From Kent Barnes. Follow him on Twitter @KentBarnes, email him at kent[AT]borderstan.com.
For the fourth time in the last 20 years, the National Hockey League (NHL) is in the midst of a work stoppage. Each year, Alexander Ovechkin, Niklas Backstrom, and the rest of your favorite Capitals take the ice under a contract called a “collective bargaining agreement” between the players and the owners. This agreement covers things like salary structure, revenue sharing and player health and safety standards.
These agreements run for a set period of time and must be renegotiated before they expire in order to avoid a work stoppage. Unfortunately, the latest deal expired on September 15th and the players and owners have yet to agree on a new one. The result? A lockout.
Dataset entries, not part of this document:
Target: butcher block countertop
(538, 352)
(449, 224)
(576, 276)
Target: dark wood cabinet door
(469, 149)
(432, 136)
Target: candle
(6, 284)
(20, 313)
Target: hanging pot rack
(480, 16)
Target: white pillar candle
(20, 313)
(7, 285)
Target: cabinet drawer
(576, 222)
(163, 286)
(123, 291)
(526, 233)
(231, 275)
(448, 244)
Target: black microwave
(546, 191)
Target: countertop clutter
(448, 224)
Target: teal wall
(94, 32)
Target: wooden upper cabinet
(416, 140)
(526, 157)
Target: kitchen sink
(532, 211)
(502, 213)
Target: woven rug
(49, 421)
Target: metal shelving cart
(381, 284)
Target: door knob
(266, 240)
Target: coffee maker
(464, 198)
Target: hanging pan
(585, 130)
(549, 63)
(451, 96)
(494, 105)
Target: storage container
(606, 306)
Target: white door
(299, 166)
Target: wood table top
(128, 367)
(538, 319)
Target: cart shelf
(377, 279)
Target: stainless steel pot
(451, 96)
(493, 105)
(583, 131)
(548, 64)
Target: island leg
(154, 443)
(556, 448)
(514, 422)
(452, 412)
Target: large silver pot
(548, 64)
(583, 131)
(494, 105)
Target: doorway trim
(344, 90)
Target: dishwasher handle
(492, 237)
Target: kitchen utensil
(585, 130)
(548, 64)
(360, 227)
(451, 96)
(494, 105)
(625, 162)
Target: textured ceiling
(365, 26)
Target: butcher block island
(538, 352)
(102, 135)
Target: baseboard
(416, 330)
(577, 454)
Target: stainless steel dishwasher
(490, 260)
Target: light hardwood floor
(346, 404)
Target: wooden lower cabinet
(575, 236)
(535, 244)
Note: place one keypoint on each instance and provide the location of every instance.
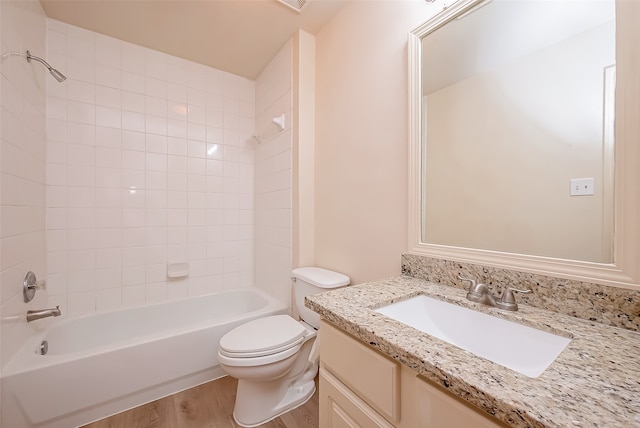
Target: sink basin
(518, 347)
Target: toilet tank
(312, 280)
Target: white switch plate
(581, 186)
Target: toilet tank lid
(322, 278)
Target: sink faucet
(43, 313)
(480, 293)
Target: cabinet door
(341, 408)
(438, 409)
(371, 375)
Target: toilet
(275, 358)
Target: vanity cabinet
(361, 387)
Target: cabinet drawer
(371, 375)
(341, 408)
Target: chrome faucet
(43, 313)
(480, 293)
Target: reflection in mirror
(518, 102)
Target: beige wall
(549, 105)
(361, 137)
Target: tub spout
(43, 313)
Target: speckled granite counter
(595, 382)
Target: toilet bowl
(275, 358)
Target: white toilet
(272, 357)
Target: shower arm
(55, 73)
(40, 60)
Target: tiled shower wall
(273, 241)
(22, 166)
(148, 163)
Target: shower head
(55, 73)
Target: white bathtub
(102, 364)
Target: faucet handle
(508, 298)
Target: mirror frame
(624, 272)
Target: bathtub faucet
(43, 313)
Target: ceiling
(238, 36)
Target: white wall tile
(145, 158)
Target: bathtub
(102, 364)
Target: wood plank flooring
(209, 405)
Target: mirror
(512, 110)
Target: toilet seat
(263, 337)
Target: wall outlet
(581, 186)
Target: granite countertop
(594, 382)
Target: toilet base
(260, 402)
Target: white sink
(518, 347)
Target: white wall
(362, 137)
(273, 230)
(22, 168)
(147, 163)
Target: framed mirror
(517, 126)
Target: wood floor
(206, 406)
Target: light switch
(581, 186)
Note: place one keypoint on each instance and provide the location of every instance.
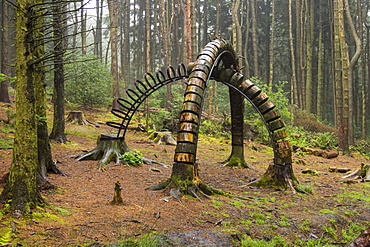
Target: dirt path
(80, 212)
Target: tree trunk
(271, 48)
(309, 64)
(21, 186)
(351, 67)
(4, 94)
(254, 39)
(293, 81)
(344, 79)
(113, 20)
(165, 40)
(320, 76)
(126, 66)
(57, 132)
(83, 29)
(246, 38)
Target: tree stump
(117, 198)
(163, 138)
(363, 173)
(109, 148)
(78, 118)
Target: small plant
(132, 158)
(217, 204)
(330, 230)
(304, 226)
(305, 188)
(326, 140)
(6, 237)
(284, 221)
(276, 241)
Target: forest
(89, 56)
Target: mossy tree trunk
(57, 132)
(21, 186)
(236, 158)
(46, 163)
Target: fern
(6, 237)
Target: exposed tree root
(195, 188)
(109, 149)
(237, 162)
(279, 176)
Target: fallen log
(362, 241)
(163, 138)
(339, 169)
(363, 173)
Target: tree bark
(293, 80)
(57, 132)
(309, 63)
(271, 48)
(113, 20)
(4, 94)
(254, 39)
(21, 186)
(351, 66)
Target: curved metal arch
(142, 91)
(187, 137)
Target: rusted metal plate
(275, 125)
(185, 137)
(185, 147)
(203, 62)
(188, 127)
(260, 99)
(184, 158)
(246, 84)
(266, 107)
(279, 135)
(225, 74)
(189, 117)
(197, 81)
(193, 97)
(190, 106)
(271, 116)
(200, 74)
(284, 149)
(202, 67)
(195, 89)
(209, 53)
(208, 58)
(236, 79)
(252, 92)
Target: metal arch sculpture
(218, 61)
(143, 91)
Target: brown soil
(80, 212)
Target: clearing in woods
(80, 211)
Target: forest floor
(80, 214)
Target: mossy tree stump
(109, 148)
(78, 118)
(185, 180)
(163, 138)
(280, 174)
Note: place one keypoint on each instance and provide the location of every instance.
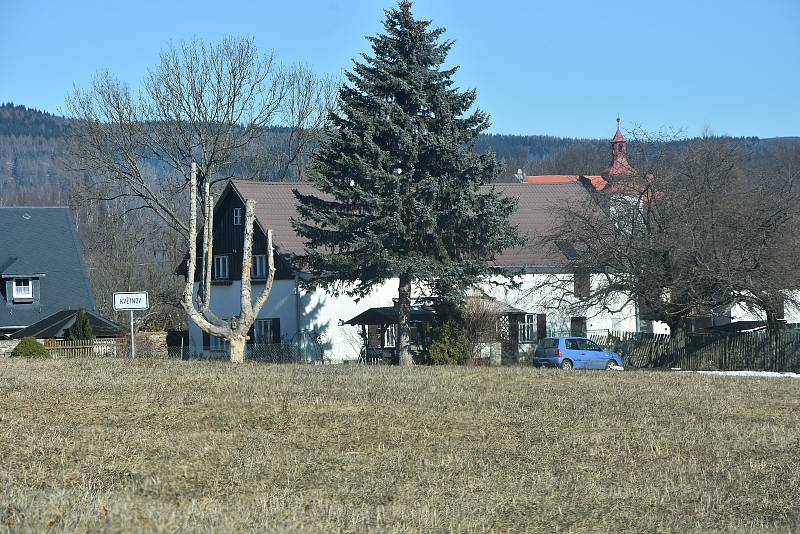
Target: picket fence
(63, 348)
(763, 351)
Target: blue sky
(556, 68)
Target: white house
(292, 311)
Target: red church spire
(619, 156)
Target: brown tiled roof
(536, 215)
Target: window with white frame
(218, 344)
(258, 268)
(220, 267)
(526, 331)
(264, 331)
(23, 289)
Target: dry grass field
(119, 446)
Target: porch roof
(389, 315)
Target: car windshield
(548, 343)
(586, 344)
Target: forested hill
(20, 121)
(32, 150)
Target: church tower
(619, 158)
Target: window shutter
(276, 330)
(541, 325)
(251, 334)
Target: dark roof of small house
(536, 215)
(42, 241)
(58, 325)
(389, 315)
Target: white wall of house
(321, 312)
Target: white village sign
(130, 301)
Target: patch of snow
(757, 374)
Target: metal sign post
(130, 301)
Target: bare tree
(201, 117)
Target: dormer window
(259, 267)
(23, 289)
(220, 268)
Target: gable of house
(41, 266)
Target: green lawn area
(120, 445)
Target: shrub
(28, 347)
(448, 346)
(81, 330)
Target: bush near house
(28, 347)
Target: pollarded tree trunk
(404, 315)
(237, 345)
(234, 329)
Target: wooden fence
(764, 351)
(63, 348)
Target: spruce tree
(81, 330)
(401, 182)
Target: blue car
(574, 353)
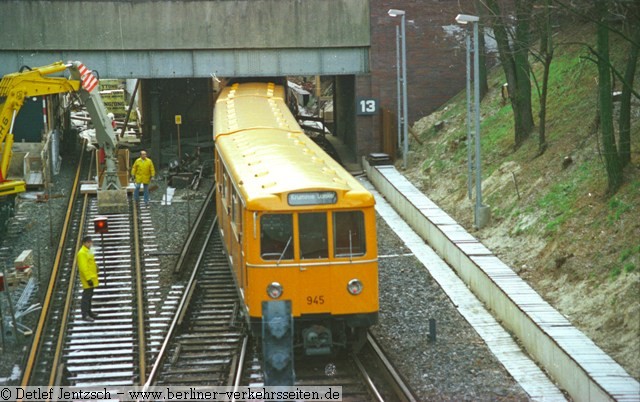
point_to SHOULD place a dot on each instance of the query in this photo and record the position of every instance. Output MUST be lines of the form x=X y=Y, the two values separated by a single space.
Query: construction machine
x=29 y=82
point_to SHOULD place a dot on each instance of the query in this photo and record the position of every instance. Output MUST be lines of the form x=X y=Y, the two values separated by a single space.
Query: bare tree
x=545 y=56
x=482 y=50
x=605 y=97
x=513 y=48
x=624 y=122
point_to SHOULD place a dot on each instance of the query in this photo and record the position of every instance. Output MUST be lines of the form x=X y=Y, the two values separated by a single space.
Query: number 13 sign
x=366 y=107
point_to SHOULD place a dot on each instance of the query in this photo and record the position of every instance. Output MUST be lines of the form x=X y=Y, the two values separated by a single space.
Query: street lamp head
x=465 y=18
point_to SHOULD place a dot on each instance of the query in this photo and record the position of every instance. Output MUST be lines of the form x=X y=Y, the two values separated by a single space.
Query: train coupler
x=277 y=343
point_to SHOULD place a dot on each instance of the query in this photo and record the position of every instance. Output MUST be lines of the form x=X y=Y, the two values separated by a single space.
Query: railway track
x=67 y=350
x=204 y=338
x=367 y=376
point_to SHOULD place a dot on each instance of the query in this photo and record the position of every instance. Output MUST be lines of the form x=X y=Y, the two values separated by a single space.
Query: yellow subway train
x=296 y=225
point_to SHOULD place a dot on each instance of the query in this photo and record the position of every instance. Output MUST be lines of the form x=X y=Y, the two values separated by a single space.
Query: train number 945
x=315 y=300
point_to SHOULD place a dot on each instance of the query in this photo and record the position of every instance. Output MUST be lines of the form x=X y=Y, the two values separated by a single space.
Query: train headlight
x=274 y=290
x=354 y=287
So what does this mean for the District? Most obviously it means hundreds of thousands of disappointed hockey fans. The Capitals are consistently among the NHL’s elite, and have made the playoffs each of the last five seasons.
More problematic is the potential impact on local businesses. The Capitals play one or two games at the Verizon Center almost every week between mid-October and mid-April. As long as the lockout continues that’s 18,000 to 35,000 fewer potential customers spending money in restaurants, bars and other local shops — and that’s thousands of dollars of revenue District business owners can’t get back.
While the Verizon Center may seem like it’s a far reach from Borderstan, the economic impact is one that affects our neighborhood. Not only is the Verizon Center just south of Shaw, an area that is under constant development, but imagine how many fans venture up to the 14th and U Street areas before and after a game for a bite to eat or a post-game celebration.
Owners and players are tentatively scheduled to meet at the negotiating table this week, but experts are not optimistic that a deal is close. For now local sports fans are to rally around the Wizards, who are off to a league-worst 0-8 start to the season.
If things keep-up as they are, it won’t be such a wonderful time of year for District sports fans or the city’s budget.